[PATCH 0/9] IB/ipoib: fixup multicast locking issues

Doug Ledford <dledford@xxxxxxxxxx> · Sat, 21 Feb 2015 19:26:58 -0500

This is the re-ordered, squashed version of my 22 patch set that I
posted on Feb 11.  There are a few minor differences between that
set and this one.  They are:

1) Rename __ipoib_mcast_continue_join_thread to
   __ipoib_mcast_schedule_join_thread
2) Make __ipoib_mcast_schedule_join_thread cancel any delayed work to
   avoid us accidentally trying to queue the single work struct instance
   twice (which doesn't work)
3) Slight alter layout of __ipoib_mcast_schedule_join_thread.  Logic
   is the same modulo #2, but indenting is reduced and readability
   increased
4) Switch a few instances of FLAG_ADMIN_UP to FLAG_OPER_UP
5) Add a couple missing spinlocks so that we always call the schedule
   helper with the spinlock held
6) Make sure that we only clear the BUSY flag once we have done all the
   other things we are going to do to the mcast entry, and if possible,
   only call complete after we have released the spinlock
7) Fix the usage of time_before_eq when we should have just used
   time_before in ipoib_mcast_join_task
8) Create/destroy priv->wq in a slightly different point of
   ipoib_transport_dev_init/ipoib_transport_dev_cleanup

This entire patchset was intended to address the issue of ipoib
interfaces being brought up/down in a tight loop, which will hardlock
a standard v3.19 kernel.  It succeeds at resolving that problem.  In
order to be sure this patchset does not introduce other problems,
and in order to ensure that this rework of the patches into a new
set does not break bisectability, this entire patchset has been
extensively tested, starting with the first patch and going through
the last.

I used a 12 machine group plus the subnet manager to test these
patches.

1 machine ran ifconfig up/ifconfig down in a tight loop tests
1 machine ran rmmod/insmod ib_ipoib in a loop with a 10 second pause
  between insmod and rmmod
1 machine ran rmmod/insmod ib_ipoib in a tight loop with only a .1
  second pause between insmod and rmmod
9 machines that kept their interfaces up and ran iperf servers, 6 also
  ran ping6 instances to the addresses of all 12 machines, 3 ran iperf
  clients that sent data to all 9 iperf servers in an infinite loop
1 subnet manager machine that otherwise did not participate, but
  during testing was set to restart opensm once every 30 seconds to
  force net re-register events on all 12 machines in the group

In addition to the configuration of various machines above to test
data transfers, the IPoIB infrastructure itself contained several
elements designed to test specific multicast capabilities.

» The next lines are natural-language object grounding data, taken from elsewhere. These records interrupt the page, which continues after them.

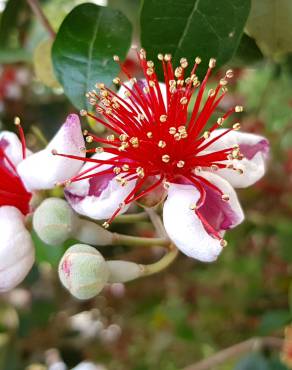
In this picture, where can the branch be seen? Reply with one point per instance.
(37, 10)
(253, 344)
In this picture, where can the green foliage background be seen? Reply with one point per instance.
(191, 310)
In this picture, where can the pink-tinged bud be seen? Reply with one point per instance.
(83, 271)
(42, 170)
(86, 365)
(54, 221)
(123, 271)
(16, 248)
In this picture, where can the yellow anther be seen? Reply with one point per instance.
(225, 197)
(163, 118)
(165, 158)
(212, 63)
(110, 137)
(238, 108)
(206, 135)
(198, 60)
(223, 243)
(83, 112)
(99, 150)
(236, 126)
(183, 100)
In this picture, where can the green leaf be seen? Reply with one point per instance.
(48, 253)
(8, 56)
(9, 20)
(253, 362)
(269, 24)
(195, 28)
(84, 47)
(273, 320)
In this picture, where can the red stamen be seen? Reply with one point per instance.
(154, 137)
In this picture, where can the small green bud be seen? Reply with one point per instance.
(123, 271)
(53, 221)
(83, 271)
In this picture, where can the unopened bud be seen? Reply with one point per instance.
(83, 271)
(53, 221)
(16, 248)
(123, 271)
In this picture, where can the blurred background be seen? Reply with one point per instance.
(191, 310)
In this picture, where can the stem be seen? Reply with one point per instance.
(39, 135)
(138, 241)
(38, 12)
(162, 264)
(253, 344)
(134, 217)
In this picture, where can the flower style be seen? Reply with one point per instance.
(22, 172)
(160, 141)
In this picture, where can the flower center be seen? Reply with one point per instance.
(160, 132)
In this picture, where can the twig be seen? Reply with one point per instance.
(253, 344)
(37, 10)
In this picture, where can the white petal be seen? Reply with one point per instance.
(222, 215)
(185, 228)
(16, 248)
(42, 170)
(100, 196)
(11, 144)
(255, 149)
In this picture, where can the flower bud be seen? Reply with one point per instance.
(53, 221)
(83, 271)
(122, 271)
(16, 248)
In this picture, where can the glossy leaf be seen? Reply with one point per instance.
(9, 20)
(273, 320)
(84, 47)
(193, 28)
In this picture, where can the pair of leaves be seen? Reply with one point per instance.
(90, 35)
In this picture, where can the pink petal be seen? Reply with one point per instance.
(99, 196)
(42, 170)
(184, 227)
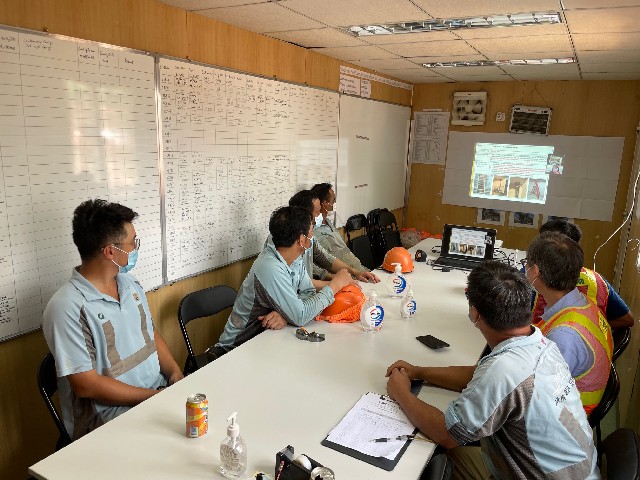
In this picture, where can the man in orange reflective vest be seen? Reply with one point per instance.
(570, 319)
(591, 284)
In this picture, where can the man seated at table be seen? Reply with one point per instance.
(590, 283)
(278, 289)
(109, 356)
(519, 401)
(328, 236)
(319, 262)
(570, 319)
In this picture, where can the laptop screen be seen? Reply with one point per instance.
(472, 243)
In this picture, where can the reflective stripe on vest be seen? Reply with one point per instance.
(591, 325)
(590, 284)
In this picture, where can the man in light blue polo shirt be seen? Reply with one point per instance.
(278, 289)
(109, 357)
(520, 401)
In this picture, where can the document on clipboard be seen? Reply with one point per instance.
(373, 416)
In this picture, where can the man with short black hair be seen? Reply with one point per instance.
(109, 356)
(520, 401)
(590, 283)
(571, 320)
(278, 289)
(328, 236)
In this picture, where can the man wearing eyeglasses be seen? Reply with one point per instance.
(98, 325)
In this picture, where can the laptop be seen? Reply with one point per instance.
(465, 247)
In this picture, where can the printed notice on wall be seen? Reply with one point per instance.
(430, 137)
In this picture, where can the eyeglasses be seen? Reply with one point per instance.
(136, 243)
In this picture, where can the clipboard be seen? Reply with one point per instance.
(380, 462)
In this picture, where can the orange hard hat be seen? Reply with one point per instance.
(398, 255)
(345, 307)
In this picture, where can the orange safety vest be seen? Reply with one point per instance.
(590, 284)
(591, 325)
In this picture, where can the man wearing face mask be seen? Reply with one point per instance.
(98, 325)
(329, 237)
(570, 319)
(321, 263)
(278, 289)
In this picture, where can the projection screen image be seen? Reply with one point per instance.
(517, 173)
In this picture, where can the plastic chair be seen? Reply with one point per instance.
(440, 467)
(621, 339)
(609, 397)
(202, 303)
(621, 449)
(48, 386)
(360, 246)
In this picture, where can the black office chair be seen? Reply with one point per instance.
(48, 385)
(611, 391)
(360, 246)
(199, 304)
(440, 467)
(621, 339)
(621, 450)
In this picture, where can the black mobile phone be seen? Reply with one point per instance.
(432, 342)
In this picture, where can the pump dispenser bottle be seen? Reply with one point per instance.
(233, 451)
(372, 314)
(397, 282)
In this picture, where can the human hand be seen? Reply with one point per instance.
(367, 277)
(398, 383)
(272, 320)
(411, 370)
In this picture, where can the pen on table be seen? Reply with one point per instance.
(401, 437)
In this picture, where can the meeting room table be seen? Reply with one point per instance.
(287, 392)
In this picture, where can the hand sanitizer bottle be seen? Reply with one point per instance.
(372, 314)
(396, 283)
(233, 451)
(408, 305)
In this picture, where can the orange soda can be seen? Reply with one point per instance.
(197, 415)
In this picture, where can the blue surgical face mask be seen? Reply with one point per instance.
(132, 258)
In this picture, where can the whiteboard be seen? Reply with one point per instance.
(234, 148)
(586, 189)
(77, 121)
(372, 156)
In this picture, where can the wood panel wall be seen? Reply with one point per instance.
(29, 434)
(581, 108)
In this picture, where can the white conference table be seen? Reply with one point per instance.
(286, 392)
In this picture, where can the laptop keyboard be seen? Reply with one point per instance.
(456, 263)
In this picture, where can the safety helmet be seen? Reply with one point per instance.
(345, 307)
(398, 255)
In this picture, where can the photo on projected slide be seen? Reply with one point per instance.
(512, 172)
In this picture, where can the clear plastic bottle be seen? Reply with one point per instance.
(372, 314)
(408, 305)
(397, 282)
(233, 451)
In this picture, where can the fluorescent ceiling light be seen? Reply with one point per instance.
(492, 63)
(435, 25)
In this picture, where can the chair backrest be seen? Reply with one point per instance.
(622, 452)
(609, 397)
(621, 339)
(48, 386)
(199, 304)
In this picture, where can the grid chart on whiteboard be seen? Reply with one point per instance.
(77, 121)
(235, 148)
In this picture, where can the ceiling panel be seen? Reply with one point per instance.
(262, 17)
(318, 37)
(471, 8)
(343, 13)
(604, 20)
(355, 53)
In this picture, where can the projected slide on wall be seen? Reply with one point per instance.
(510, 172)
(574, 177)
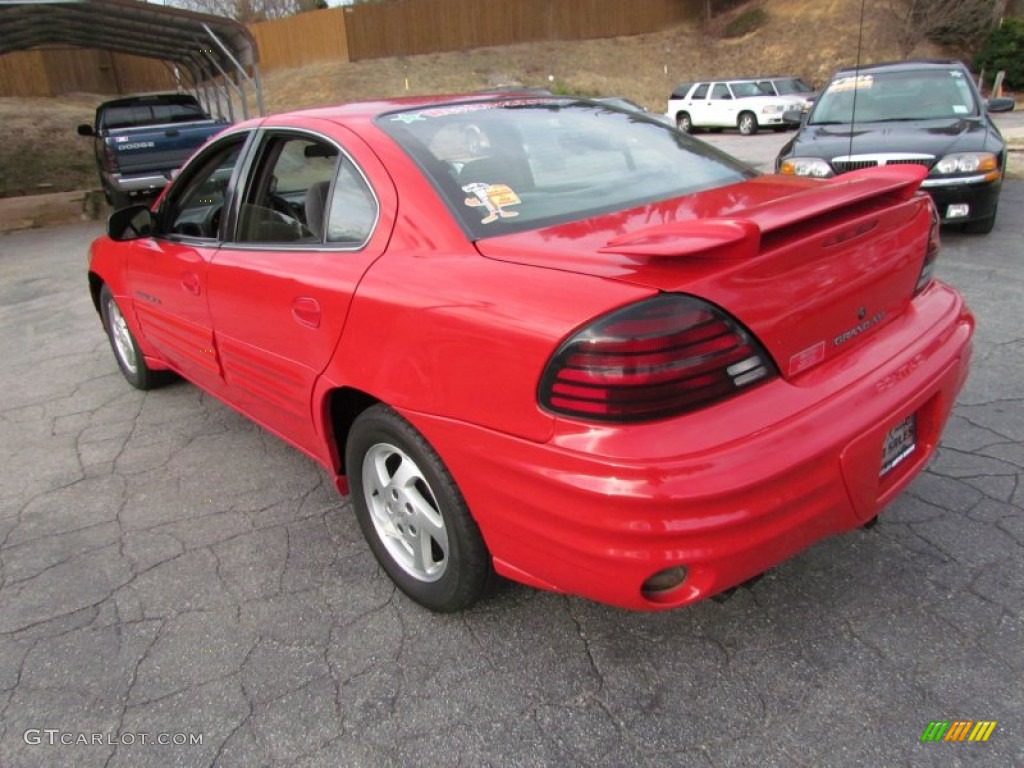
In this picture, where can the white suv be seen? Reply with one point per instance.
(728, 103)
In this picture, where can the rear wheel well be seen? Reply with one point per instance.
(95, 286)
(344, 406)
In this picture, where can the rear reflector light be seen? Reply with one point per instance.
(931, 254)
(652, 359)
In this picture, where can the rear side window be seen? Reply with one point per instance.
(509, 166)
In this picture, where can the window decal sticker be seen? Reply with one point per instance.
(494, 198)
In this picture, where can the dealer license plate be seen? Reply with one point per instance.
(899, 443)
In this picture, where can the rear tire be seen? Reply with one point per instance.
(413, 515)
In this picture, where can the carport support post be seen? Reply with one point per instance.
(240, 69)
(227, 94)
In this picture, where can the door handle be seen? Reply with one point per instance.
(189, 282)
(306, 311)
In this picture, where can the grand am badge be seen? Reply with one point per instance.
(858, 330)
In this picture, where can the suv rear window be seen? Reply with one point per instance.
(512, 165)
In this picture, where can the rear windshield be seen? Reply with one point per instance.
(156, 114)
(786, 86)
(512, 165)
(893, 96)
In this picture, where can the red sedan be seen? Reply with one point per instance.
(548, 339)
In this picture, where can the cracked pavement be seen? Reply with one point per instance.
(168, 567)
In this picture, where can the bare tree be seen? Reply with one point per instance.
(956, 23)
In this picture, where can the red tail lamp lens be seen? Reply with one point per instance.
(652, 359)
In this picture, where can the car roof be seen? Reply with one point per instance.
(368, 111)
(914, 66)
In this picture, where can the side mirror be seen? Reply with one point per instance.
(794, 118)
(130, 223)
(1000, 104)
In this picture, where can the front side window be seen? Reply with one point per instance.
(194, 206)
(285, 201)
(740, 90)
(515, 165)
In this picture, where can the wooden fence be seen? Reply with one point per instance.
(302, 39)
(411, 27)
(391, 28)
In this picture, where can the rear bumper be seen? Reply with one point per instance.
(143, 182)
(728, 492)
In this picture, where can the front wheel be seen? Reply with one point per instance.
(748, 123)
(126, 351)
(413, 515)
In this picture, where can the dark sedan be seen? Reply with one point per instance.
(918, 113)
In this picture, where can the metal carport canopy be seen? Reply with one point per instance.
(210, 55)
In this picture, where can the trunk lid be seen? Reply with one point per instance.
(811, 267)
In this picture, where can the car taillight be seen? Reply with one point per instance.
(931, 254)
(652, 359)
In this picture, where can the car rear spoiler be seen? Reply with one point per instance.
(739, 237)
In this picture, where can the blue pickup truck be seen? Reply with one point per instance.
(141, 140)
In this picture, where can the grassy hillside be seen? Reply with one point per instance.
(39, 151)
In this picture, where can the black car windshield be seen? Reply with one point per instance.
(919, 94)
(513, 165)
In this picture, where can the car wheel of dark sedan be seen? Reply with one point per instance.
(413, 515)
(126, 351)
(748, 123)
(980, 226)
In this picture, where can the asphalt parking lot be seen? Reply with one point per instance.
(170, 572)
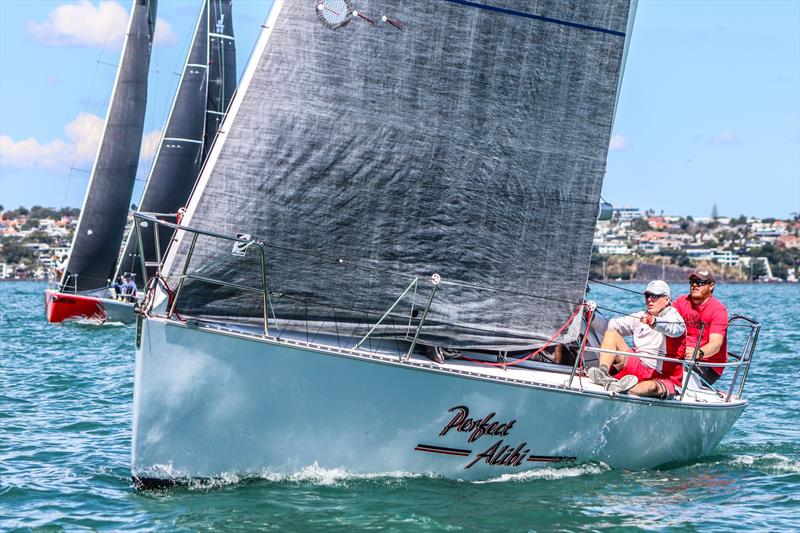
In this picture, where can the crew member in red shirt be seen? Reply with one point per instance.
(698, 306)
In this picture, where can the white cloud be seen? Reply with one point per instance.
(84, 24)
(30, 153)
(725, 137)
(83, 137)
(618, 142)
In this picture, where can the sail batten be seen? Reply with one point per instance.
(472, 143)
(204, 92)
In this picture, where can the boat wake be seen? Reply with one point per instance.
(550, 473)
(316, 475)
(773, 463)
(95, 322)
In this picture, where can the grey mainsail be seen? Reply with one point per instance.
(95, 247)
(207, 84)
(377, 140)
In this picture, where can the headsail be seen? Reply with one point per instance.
(207, 84)
(455, 137)
(95, 247)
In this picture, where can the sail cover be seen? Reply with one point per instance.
(376, 140)
(207, 84)
(105, 207)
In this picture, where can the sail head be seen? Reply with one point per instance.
(453, 137)
(104, 213)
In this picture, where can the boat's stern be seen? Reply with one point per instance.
(59, 307)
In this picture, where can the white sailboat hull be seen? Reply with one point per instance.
(209, 402)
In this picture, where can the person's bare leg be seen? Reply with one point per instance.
(650, 388)
(612, 340)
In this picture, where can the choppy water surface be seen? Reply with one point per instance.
(65, 424)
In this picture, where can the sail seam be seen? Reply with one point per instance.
(541, 18)
(183, 139)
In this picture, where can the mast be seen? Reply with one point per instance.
(105, 207)
(367, 147)
(207, 83)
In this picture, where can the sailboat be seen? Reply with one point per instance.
(207, 83)
(395, 220)
(81, 289)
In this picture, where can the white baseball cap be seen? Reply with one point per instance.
(658, 286)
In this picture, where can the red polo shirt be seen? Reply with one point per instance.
(715, 316)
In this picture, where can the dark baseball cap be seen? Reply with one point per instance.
(703, 274)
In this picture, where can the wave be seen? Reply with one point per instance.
(310, 475)
(771, 463)
(550, 473)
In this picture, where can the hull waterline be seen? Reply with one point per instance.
(210, 402)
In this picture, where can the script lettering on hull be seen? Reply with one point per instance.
(499, 453)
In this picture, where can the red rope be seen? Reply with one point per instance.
(534, 353)
(152, 283)
(589, 315)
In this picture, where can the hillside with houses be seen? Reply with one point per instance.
(642, 245)
(633, 245)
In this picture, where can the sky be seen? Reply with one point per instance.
(709, 111)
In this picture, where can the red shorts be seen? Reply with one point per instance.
(635, 367)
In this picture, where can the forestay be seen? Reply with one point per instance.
(410, 138)
(95, 247)
(206, 86)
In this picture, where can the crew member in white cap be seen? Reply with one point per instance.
(659, 330)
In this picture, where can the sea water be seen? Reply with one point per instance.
(65, 426)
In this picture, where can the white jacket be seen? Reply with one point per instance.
(647, 339)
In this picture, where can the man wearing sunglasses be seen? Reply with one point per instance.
(700, 306)
(659, 330)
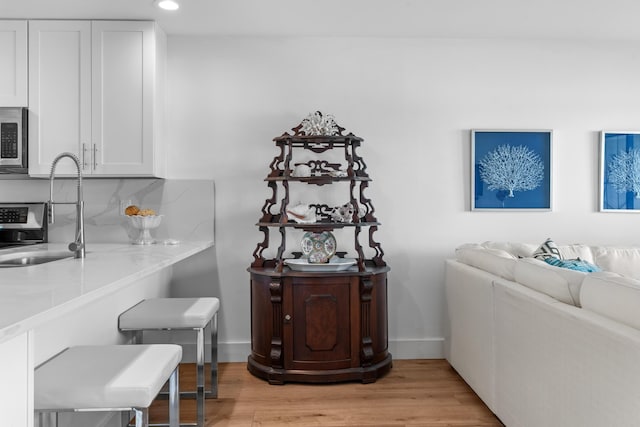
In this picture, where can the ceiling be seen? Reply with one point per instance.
(556, 19)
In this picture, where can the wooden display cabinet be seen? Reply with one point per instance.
(318, 326)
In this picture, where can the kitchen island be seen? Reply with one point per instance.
(48, 307)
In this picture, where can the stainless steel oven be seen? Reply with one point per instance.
(14, 141)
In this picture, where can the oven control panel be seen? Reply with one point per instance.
(14, 215)
(9, 146)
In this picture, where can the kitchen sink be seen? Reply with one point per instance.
(24, 259)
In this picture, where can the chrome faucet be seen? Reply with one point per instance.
(78, 245)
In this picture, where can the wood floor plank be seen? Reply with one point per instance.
(415, 393)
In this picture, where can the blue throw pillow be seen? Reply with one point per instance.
(573, 264)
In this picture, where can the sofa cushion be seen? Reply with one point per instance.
(495, 261)
(547, 249)
(517, 249)
(560, 283)
(624, 261)
(612, 296)
(573, 264)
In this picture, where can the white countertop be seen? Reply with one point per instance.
(29, 296)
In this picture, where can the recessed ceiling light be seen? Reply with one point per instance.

The primary P_Key, the one with the ping6 instances running on it,
intentionally had some well known multicast groups not defined in
order to intentionally cause failed sendonly multicast joins on
the same device that needed to work with IPv6 pings as well as
IPv4 multicast.

One of the alternate P_Key interfaces was defined with a minimum
rate of 56GBit/s, so all machines without 56GBit/s capability
were unable to ever join the broadcast group on these P_Keys.
This was done to make sure that when the broadcast group is not
joined, no other multicast joins, sendonly or otherwise, are ever
sent.  It also was done to make sure that failed attempts to join
the broadcast group honored the backoff delays properly.

Note: both machines that were doing the insmod/rmmod loops were
changed to not have any P_Key interfaces defined other than the
default P_Key interface.  It is known that repeated insmod/rmmod
of the ib_ipoib interface is fragile and easily breaks in the
presence of child interfaces.  It was not my intent to address
that particular problem with this patch set and so to avoid false
issues, children interfaces were removed from the mix on these
machines.

A wide array of hardware was also tested with this 12 machine group,
covering mthca, mlx4, mlx5, and qib hardware.

Patches 1 through 6 were tested without the ifconfig/rmmod/opensm
loops as those particular problems were not expected to be addressed
until patch 7.  Pathes 7 through 9 were tested with all tests.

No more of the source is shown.